Self-assembled cylindrical Zr (IV), Fe (III) and Cu (II) impregnated polyvinyl alcohol-based hydrogel beads for real-time application in fluoride removal

Abstract Novel nanoporous hydrogel beads were obtained by one-pot synthesis, by cross-linking polyvinyl alcohol with glutaraldehyde and metal ions like zirconium, iron, and copper. These cylindrical beads had a porous morphology with the metal ion content of 11-14%. The beads exhibited a pH-independent, highly selective fluoride removal efficiency of ∼98% in simulated 10 mg L−1 fluoride solution, with negligible interference from HCO3−, PO43− and SO42−. Electrostatic interaction, hydrogen bonding and pore diffusion governed the mechanism of adsorption as ascertained by X-ray diffraction, differential scanning calorimetry, Raman and Fourier transform-infrared spectroscopy. The adsorption data fitted well in the Langmuir adsorption isotherm and predominantly obeyed pseudo-second-order kinetics accompanied by intra-particle diffusion.

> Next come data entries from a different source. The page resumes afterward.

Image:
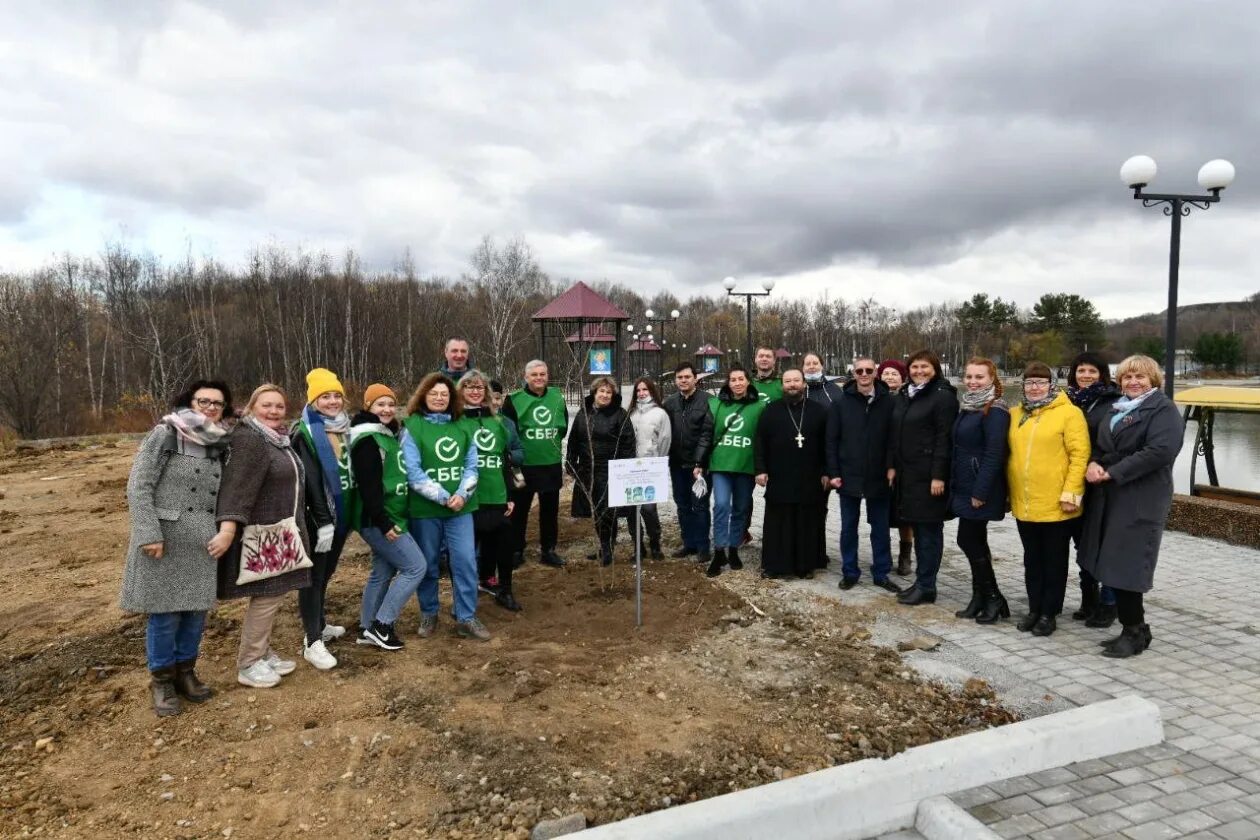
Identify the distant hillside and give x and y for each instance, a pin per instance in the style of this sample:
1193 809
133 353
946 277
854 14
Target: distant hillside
1192 320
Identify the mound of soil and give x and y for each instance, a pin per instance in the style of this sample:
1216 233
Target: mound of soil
728 684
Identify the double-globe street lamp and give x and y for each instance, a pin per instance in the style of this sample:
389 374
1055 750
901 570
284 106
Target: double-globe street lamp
730 283
1214 176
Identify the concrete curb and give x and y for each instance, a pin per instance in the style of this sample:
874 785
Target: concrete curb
941 819
877 796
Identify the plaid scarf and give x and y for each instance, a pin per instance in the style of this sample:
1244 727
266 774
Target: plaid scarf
192 427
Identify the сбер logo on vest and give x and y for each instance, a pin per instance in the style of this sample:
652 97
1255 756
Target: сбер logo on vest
447 448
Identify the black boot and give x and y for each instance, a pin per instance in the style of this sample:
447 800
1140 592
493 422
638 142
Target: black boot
1089 601
904 557
1104 616
188 685
505 600
716 563
163 688
994 606
973 606
915 596
1134 640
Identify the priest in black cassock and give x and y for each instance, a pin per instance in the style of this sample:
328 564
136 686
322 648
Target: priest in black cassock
789 460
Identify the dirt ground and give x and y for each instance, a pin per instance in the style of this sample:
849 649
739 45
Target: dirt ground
730 684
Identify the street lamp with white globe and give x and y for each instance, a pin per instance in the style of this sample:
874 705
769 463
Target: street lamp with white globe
1215 175
728 285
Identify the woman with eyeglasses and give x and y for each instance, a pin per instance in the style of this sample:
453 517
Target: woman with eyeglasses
895 374
170 559
920 445
1050 448
262 485
1132 471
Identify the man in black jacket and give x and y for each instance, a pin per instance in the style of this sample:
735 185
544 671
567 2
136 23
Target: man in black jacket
692 440
857 460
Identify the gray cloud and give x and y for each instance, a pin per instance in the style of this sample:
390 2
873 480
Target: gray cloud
664 140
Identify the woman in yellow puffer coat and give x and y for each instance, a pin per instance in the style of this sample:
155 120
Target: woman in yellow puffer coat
1050 448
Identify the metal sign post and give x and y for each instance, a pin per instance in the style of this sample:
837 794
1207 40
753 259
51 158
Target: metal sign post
634 482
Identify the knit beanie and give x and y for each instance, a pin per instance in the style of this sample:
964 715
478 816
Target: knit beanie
374 392
896 364
320 380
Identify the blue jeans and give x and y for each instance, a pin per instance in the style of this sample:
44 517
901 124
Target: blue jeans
693 515
400 561
881 543
929 547
458 534
173 637
732 500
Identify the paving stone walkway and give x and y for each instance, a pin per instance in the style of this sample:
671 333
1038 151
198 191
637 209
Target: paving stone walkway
1202 670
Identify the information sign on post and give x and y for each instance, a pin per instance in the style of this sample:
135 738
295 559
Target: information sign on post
634 482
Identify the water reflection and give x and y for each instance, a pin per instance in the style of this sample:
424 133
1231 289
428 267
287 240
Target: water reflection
1237 454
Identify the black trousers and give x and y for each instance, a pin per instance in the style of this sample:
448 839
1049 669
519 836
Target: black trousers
310 601
1046 548
548 516
973 538
495 542
1128 606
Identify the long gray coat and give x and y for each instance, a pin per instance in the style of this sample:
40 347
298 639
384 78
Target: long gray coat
1124 519
258 490
171 500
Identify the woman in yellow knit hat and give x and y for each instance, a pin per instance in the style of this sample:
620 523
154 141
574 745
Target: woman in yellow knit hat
1050 448
321 441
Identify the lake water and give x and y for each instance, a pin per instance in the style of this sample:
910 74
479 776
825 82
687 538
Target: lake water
1237 454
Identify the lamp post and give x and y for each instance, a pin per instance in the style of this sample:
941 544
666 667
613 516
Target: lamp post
730 283
1214 176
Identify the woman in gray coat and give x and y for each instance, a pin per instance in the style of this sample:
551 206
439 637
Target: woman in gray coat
170 567
262 484
1132 470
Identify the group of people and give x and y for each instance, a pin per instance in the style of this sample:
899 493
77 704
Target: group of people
260 505
1089 466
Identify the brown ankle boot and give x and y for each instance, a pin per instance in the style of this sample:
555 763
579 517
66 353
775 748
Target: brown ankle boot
163 688
188 685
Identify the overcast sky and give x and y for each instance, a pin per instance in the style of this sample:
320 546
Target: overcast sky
914 151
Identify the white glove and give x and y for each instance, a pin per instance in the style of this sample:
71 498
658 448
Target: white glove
324 538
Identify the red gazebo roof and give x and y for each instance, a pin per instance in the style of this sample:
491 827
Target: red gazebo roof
582 302
592 333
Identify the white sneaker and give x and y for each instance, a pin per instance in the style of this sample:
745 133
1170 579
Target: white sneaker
319 656
258 676
281 666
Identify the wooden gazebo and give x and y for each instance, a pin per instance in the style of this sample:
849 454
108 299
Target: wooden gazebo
577 338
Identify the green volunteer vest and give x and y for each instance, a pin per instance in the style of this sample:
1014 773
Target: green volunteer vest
442 447
733 427
541 421
490 437
769 388
393 474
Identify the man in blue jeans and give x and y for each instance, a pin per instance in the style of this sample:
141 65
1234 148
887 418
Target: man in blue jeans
857 454
691 442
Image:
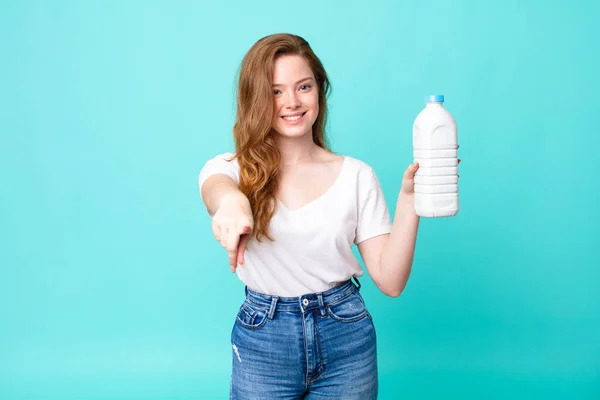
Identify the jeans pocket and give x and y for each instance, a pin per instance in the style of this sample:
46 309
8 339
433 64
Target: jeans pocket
251 316
350 309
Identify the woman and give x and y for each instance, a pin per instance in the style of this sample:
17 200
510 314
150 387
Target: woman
288 211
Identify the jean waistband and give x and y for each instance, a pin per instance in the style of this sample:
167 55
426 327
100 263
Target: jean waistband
304 302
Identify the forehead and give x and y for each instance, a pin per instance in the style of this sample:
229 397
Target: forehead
288 70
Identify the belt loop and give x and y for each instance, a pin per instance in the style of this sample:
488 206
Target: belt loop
321 304
272 308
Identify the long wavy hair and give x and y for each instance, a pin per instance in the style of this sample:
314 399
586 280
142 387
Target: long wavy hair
255 147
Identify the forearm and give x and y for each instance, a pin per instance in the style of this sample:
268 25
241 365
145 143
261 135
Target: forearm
220 187
397 256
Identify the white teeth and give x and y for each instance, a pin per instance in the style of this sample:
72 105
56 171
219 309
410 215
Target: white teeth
293 118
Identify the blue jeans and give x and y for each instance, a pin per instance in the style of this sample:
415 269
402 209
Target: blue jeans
317 346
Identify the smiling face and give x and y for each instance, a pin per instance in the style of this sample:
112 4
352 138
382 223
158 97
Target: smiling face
295 97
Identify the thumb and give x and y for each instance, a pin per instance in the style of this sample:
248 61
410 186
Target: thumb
411 170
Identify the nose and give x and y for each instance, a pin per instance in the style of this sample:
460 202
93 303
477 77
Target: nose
291 100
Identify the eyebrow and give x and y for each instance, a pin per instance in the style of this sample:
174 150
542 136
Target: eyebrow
301 80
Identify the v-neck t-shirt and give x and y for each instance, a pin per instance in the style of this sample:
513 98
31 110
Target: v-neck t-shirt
312 251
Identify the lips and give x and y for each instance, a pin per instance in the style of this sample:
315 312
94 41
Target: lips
293 117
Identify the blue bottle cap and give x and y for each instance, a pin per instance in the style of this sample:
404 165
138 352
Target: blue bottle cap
438 98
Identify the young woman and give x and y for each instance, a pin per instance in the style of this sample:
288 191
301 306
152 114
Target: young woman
288 210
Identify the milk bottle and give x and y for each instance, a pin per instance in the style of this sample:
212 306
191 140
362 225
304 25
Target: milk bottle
435 149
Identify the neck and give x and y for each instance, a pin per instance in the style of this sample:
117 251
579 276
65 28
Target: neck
296 151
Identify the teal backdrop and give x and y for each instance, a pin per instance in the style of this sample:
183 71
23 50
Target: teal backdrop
111 284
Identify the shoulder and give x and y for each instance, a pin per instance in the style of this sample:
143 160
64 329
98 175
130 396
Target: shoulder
359 167
223 163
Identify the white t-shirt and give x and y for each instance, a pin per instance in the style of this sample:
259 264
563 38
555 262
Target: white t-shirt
312 251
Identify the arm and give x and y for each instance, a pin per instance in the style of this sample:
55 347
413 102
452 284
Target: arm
232 220
218 187
389 257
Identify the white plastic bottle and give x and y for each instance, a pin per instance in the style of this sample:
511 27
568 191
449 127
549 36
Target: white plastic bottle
435 146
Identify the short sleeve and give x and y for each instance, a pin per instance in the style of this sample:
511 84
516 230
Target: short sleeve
373 214
220 165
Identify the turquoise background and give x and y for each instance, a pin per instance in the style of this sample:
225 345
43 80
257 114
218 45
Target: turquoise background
111 284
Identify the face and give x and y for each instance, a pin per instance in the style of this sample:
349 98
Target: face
295 97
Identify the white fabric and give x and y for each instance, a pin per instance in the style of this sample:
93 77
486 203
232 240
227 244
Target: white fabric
312 251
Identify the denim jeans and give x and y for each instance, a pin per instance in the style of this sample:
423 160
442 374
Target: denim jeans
316 346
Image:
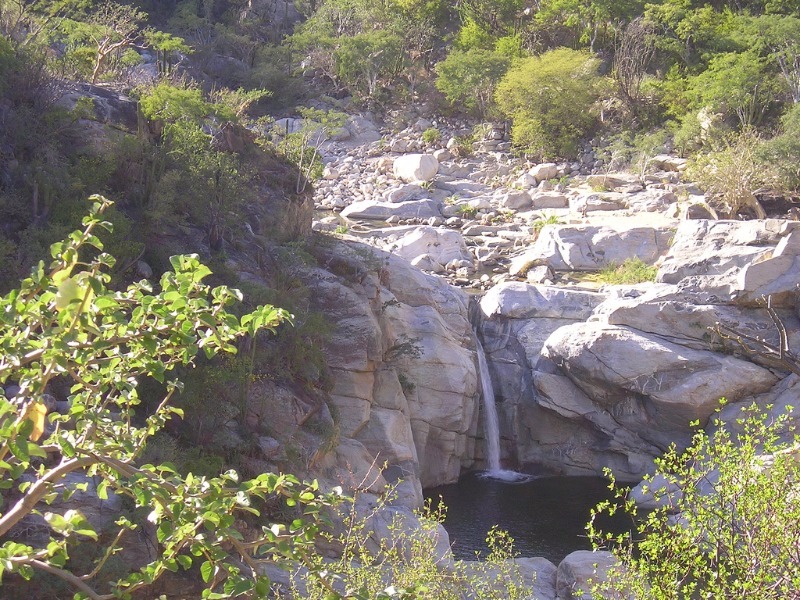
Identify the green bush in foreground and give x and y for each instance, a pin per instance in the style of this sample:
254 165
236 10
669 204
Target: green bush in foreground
63 323
733 531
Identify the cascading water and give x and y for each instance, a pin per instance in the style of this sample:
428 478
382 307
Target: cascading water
491 424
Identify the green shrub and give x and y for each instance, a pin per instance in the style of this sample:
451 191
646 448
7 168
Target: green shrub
431 135
550 99
407 564
731 175
467 78
633 270
782 152
733 529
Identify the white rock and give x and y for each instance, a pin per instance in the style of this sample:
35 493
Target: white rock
541 200
577 572
544 171
416 167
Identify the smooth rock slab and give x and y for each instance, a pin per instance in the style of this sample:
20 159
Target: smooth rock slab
517 300
591 248
442 245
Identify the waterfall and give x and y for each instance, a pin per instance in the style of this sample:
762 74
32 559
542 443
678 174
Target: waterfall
490 422
491 425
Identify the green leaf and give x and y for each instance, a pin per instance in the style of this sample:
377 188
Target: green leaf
207 571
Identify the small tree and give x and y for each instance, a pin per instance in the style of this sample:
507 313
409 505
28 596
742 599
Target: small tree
727 523
550 99
63 322
469 78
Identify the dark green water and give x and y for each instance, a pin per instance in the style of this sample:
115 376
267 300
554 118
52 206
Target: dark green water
546 516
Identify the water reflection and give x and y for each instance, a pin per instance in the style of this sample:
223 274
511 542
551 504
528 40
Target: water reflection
545 516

The maximum Langmuir adsorption capacity of hydrogel beads was 136.37 mg g−1, 130.21 mg g−1 and 74.96 mg g−1 for PVA-zirconium, PVA-copper-zirconium, and PVA-iron-zirconium respectively. The adsorption process was exothermic and spontaneous with ΔG° ranging from −37.0 kJ mol−1 to −52.0 kJ mol−1. The hydrogel beads had an excellent regenerability with ∼97% fluoride removal efficiency even after 10th adsorption-desorption cycle. The hydrogel beads reduced the fluoride concentration below 0.2 mg L−1 in the groundwater samples, making them promising adsorbents for real-time application in fluoride endemic regions.